Printed from: https://newbostonpost.com/2024/05/22/massachusetts-democrats-poised-to-eliminate-bank-savings-interest-tax-deduction/

By Colin A. Young
State House News Service

The last proposal standing between taxpayers and the elimination of the $100 ($200 for joint filers) deduction on interest from savings in Massachusetts banks is an amendment to the state Senate budget filed by Sen. Bruce Tarr (R-Gloucester). The deduction applies only if the interest is earned at a bank with at least one physical branch location in Massachusetts.

The Senate Ways and Means Committee confirmed Tuesday, May 21 to State House News Service that an outside section of the committee’s fiscal year 2025 budget bill repeals the tax exemption and, in doing so, would generate $4 million in new state revenue.

The repeal was included in Governor Maura Healey’s budget and the House budget, according to the Senate Ways and Means Committee, where spokesman Sean Fitzgerald said the proposal does not represent a new tax.   
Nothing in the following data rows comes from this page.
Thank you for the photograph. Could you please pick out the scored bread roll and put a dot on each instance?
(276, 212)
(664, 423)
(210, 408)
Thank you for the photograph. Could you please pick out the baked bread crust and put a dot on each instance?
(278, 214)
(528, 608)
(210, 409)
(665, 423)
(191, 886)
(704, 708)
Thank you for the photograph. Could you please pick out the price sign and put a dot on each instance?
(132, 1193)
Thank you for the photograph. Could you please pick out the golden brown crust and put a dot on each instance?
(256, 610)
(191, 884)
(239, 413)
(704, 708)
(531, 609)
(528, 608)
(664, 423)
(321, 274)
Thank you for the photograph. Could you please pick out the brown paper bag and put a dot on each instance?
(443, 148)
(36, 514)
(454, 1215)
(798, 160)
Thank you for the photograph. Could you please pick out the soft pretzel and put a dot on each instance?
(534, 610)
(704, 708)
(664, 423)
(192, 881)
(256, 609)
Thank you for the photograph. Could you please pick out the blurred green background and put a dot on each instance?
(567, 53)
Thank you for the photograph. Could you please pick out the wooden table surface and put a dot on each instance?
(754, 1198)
The spokesman did not explain why the panel supports the change. Similarly, Healey’s budget bill filed in January includes a single line explaining that she plans to repeal the tax deduction but doesn’t offer a rationale for the change. 

Tarr’s amendment (117) would strike outside section 46 of the Ways and Means budget bill.

“My concern is this is a deduction that could be important to folks. It is not utilized to a tremendous extent right now, but I think when we take away options it’s not a good idea for taxpayers to be able to save some money, particularly with regard to Massachusetts banks. These are banks that we need, and unlike some of the larger, more national and international banks, these are ones that are oftentimes local community anchor. And we want to just make sure that that option continues to be there,” the Senate minority leader told State House News Service late Tuesday afternoon.

The chairman of the Senate Ways and Means Committee, state Senator Michael Rodrigues (D-Westport), who spoke with reporters alongside Tarr, said a bipartisan group recommended that Massachusetts repeal the deduction.

“We have established a bipartisan Tax Expenditure Review Commission that looks at all of our tax expenditures, which are primarily deductions and credits, because oftentimes we put a deduction or credit on the books and it stays there in perpetuity and does not get looked at,” Rodrigues said. “Times change, business models change, and this was one tax expenditure that the TERC commission recommended that we rescind, and it provides about $4 million a year in revenue for the commonwealth.”

Paul Craney of the conservative Massachusetts Fiscal Alliance called the governor’s proposal a “bad policy idea” and said she “should give an explanation for why she’s taking away this benefit to the taxpayers.”